Ambiguity comes from insufficient data. Is a birthplace that has been listed as “Springfield” in Illinois or Massachusetts? In her article, “When No Record Proves a Point,” professional genealogist Elizabeth Shown Mills argues that in the absence of conclusive data we need to build our case with reliable alternative data. In the case of “Springfield” our team uses what we call a “reference place,” other place data that exists in the metadata about the record.
For example, if we are parsing an obituary and the text states that the deceased was from Springfield, but gives no other data, pulling all place details from the metadata on the record such as the title of the newspaper, when it was published, and importantly, where it was published can generate a new feature, the reference location, that can assist in disambiguation.

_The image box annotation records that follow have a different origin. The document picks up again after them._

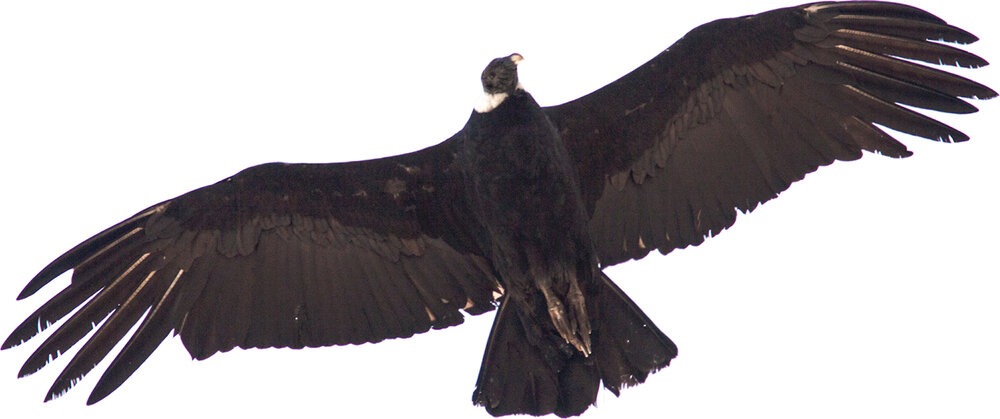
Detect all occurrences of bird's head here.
[476,53,524,113]
[482,53,524,94]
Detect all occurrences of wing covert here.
[3,136,501,403]
[546,2,996,266]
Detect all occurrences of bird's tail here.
[472,273,677,417]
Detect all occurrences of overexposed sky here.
[0,0,1000,419]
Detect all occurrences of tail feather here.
[472,274,677,417]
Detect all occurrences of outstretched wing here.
[3,136,501,403]
[546,2,996,265]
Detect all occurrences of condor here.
[3,2,996,416]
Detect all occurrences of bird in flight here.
[3,2,996,416]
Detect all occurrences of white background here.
[0,0,1000,419]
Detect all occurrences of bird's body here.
[4,2,996,416]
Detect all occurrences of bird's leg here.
[538,278,590,356]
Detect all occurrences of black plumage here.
[8,1,994,413]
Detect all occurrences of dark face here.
[482,54,522,94]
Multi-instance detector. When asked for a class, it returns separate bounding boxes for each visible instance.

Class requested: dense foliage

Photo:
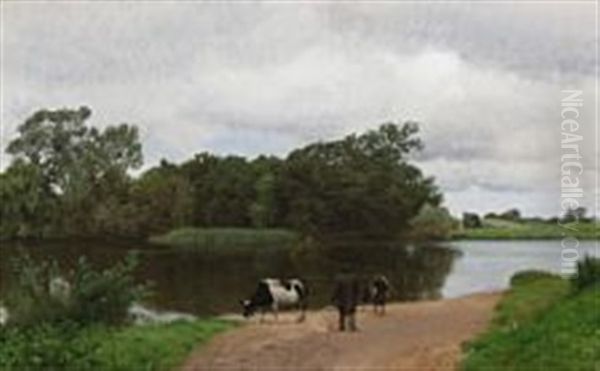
[0,255,232,371]
[0,107,441,239]
[6,255,146,327]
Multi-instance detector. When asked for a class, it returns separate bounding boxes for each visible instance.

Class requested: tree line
[0,107,442,239]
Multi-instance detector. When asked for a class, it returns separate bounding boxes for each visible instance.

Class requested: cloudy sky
[0,1,600,215]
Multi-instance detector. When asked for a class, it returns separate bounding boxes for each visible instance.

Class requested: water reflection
[0,242,459,315]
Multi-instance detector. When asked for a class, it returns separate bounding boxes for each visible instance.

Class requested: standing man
[332,271,360,331]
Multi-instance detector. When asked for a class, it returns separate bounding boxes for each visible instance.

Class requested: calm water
[0,241,600,315]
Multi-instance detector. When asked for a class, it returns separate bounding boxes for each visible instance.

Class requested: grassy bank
[453,219,600,240]
[0,320,234,371]
[150,228,298,249]
[462,273,600,371]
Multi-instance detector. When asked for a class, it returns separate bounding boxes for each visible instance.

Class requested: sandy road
[183,294,500,371]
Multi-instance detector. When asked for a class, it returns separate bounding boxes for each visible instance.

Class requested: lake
[0,241,600,316]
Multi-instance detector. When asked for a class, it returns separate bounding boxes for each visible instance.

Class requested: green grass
[462,273,600,371]
[150,228,298,249]
[89,320,233,371]
[0,320,234,371]
[453,219,600,240]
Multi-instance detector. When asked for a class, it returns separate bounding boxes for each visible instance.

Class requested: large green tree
[7,107,142,234]
[281,123,441,238]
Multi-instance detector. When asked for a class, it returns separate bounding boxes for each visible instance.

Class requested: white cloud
[0,2,600,217]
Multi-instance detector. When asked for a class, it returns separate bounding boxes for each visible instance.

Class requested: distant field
[150,228,298,249]
[453,219,600,240]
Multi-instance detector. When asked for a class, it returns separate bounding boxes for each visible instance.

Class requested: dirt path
[183,294,500,371]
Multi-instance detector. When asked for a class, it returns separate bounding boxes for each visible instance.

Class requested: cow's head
[240,299,254,318]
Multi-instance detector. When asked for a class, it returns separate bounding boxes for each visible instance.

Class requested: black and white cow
[240,278,308,322]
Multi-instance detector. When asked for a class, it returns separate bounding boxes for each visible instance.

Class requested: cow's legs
[271,302,279,322]
[298,300,307,322]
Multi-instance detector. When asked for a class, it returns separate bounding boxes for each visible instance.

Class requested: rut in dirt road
[183,294,500,371]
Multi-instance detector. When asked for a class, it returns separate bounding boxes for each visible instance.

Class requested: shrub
[7,254,146,326]
[0,322,100,371]
[571,255,600,291]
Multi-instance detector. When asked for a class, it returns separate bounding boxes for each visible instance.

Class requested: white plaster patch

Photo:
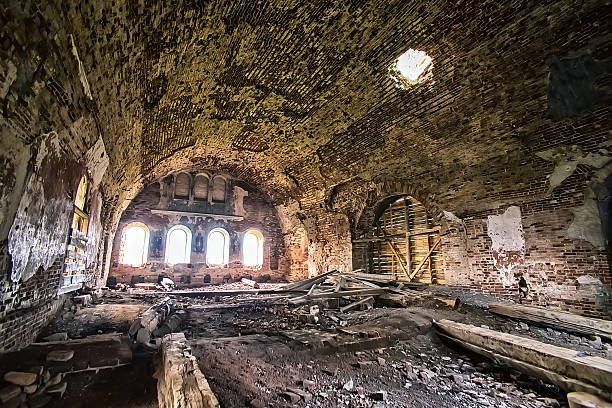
[85,137,109,190]
[487,206,525,286]
[234,186,249,217]
[442,210,463,225]
[70,34,93,100]
[0,61,17,99]
[8,174,72,282]
[576,275,602,285]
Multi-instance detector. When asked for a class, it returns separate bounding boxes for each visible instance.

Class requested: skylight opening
[389,48,433,89]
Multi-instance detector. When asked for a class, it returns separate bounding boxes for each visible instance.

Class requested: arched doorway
[360,195,445,284]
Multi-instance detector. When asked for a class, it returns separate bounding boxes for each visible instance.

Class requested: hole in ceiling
[389,48,433,89]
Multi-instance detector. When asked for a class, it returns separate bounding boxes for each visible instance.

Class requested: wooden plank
[340,296,374,313]
[352,226,440,244]
[435,320,612,394]
[404,200,412,276]
[408,240,440,280]
[438,333,610,399]
[309,288,385,299]
[376,221,408,276]
[489,303,612,338]
[283,271,338,290]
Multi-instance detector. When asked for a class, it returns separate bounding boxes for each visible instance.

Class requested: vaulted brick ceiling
[5,0,610,210]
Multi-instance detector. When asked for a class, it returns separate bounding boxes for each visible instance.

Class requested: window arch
[242,229,263,266]
[206,228,229,265]
[193,174,208,201]
[367,195,446,284]
[174,173,191,198]
[119,222,149,266]
[166,225,191,265]
[212,176,225,203]
[74,175,87,211]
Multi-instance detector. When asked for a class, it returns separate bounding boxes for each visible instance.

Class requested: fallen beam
[435,320,612,399]
[155,333,219,408]
[240,278,259,289]
[340,296,374,313]
[489,303,612,338]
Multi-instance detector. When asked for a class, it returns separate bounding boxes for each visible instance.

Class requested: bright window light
[166,225,191,265]
[206,228,229,265]
[242,230,263,266]
[389,48,432,89]
[121,225,149,266]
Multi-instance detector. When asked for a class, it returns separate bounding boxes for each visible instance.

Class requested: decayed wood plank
[340,296,374,313]
[376,221,408,276]
[408,239,440,280]
[435,320,612,394]
[283,271,338,290]
[439,333,612,399]
[489,303,612,338]
[308,288,385,299]
[352,226,440,244]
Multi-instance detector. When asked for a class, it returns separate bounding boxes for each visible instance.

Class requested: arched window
[206,228,229,265]
[166,225,191,265]
[74,175,87,211]
[213,176,225,203]
[119,222,149,266]
[193,174,208,201]
[242,230,263,266]
[174,173,191,198]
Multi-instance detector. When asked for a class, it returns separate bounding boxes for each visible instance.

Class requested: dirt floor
[182,299,604,407]
[8,284,611,408]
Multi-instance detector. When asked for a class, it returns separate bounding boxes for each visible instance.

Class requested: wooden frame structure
[353,196,445,284]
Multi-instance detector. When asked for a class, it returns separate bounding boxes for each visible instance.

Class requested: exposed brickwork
[110,183,288,286]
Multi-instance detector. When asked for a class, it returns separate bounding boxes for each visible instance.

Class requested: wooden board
[489,303,612,338]
[435,320,612,394]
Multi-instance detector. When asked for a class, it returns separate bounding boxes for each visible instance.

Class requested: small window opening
[389,48,433,89]
[166,225,191,265]
[242,230,263,266]
[206,228,229,265]
[119,223,149,266]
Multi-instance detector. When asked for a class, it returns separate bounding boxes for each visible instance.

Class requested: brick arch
[353,180,442,235]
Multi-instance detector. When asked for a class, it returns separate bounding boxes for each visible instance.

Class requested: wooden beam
[376,221,408,276]
[352,226,440,244]
[434,320,612,396]
[489,303,612,338]
[404,198,412,276]
[408,239,440,280]
[340,296,374,313]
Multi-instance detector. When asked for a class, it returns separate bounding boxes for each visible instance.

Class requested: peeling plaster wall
[487,206,525,286]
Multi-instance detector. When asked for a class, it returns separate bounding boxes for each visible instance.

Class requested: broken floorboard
[435,320,612,400]
[489,303,612,339]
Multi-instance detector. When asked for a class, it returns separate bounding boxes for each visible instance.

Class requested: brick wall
[110,183,289,286]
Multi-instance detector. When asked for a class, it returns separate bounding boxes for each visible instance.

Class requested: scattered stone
[287,388,312,402]
[23,383,38,394]
[321,367,338,377]
[0,385,21,404]
[369,391,387,401]
[302,380,315,391]
[249,398,267,408]
[451,374,463,385]
[3,371,38,386]
[28,394,51,408]
[45,373,62,386]
[280,391,300,404]
[43,332,68,341]
[419,369,436,381]
[47,381,68,398]
[47,350,74,362]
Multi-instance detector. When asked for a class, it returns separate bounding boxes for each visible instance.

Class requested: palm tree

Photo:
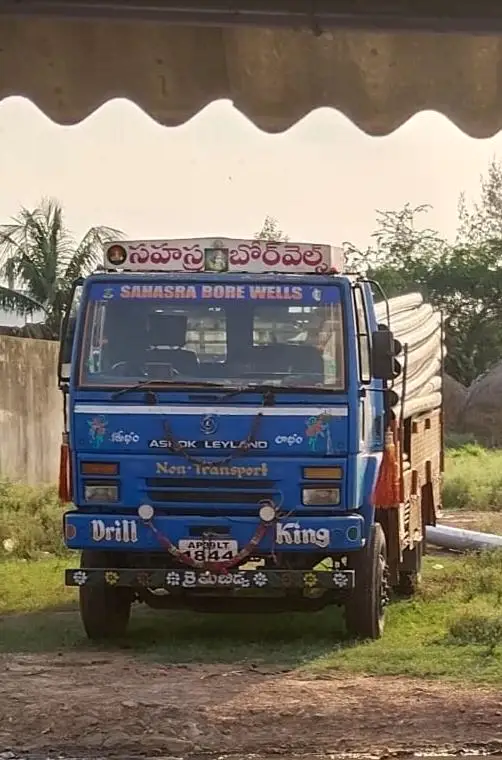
[0,198,122,338]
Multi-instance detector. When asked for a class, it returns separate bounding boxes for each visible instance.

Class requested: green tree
[254,215,289,243]
[348,205,502,385]
[0,199,122,338]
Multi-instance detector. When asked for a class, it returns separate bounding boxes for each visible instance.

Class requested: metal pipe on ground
[425,525,502,551]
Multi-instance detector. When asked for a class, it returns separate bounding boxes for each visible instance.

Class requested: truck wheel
[345,523,389,639]
[79,550,132,641]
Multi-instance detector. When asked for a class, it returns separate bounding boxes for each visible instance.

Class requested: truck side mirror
[58,278,84,387]
[371,325,402,380]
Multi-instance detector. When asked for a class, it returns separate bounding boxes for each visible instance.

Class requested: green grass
[0,480,65,562]
[443,443,502,511]
[0,552,502,685]
[0,438,502,562]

Another effective strategy is to eliminate all other possibilities. Sir Arthur Conan Doyle had Sherlock Holmes said it this way, “… that when you have eliminated the impossible, whatever remains, however improbable, must be the truth.”
When faced with several possible interpretations of a natural language parse of data, business rules can be applied to eliminate impossible conclusions. These rules are often not 100% accurate, but within certain tolerances can function very effectively at reducing false positives. For example, checking a name authority for the occurrences of the term “Restaurant,” finds a very low likelihood that we are looking at a given name. Further queries show that the term occurs frequently in business names. From this we draw the conclusion that we have processed a business listing in a directory and should not include it as a personal name.
Other examples of conclusions might include: children are not born before their parents, spouses are usually married after age 12; and in many cultures, children are given the surname of their parents.
Getting these business rules correct is where bringing in an experienced researcher to consult can really help. You need someone who has proven conclusions before with limited data, and probably has made some mistakes, someone with intuition, experience, and who knows the conventions for establishing conclusions. Very often, your best source of business rules is the person who has been doing this process manually.
In summary, drawing conclusions from ambiguous data can be the greatest challenge of Big Data–the holy grail of Big Data parsing algorithms. At Ancestry.com we have found that starting with a good feature set, teasing out any additional clues from metadata or other related data, then eliminating the impossible using business rules informed by an expert in the area can greatly reduce the occurrences of ambiguity in the data. Where ambiguity can’t be resolved, it should be allowed to persist in the data and perhaps even in the presentation to the customer where additional context may be available at a later time to draw a firm conclusion.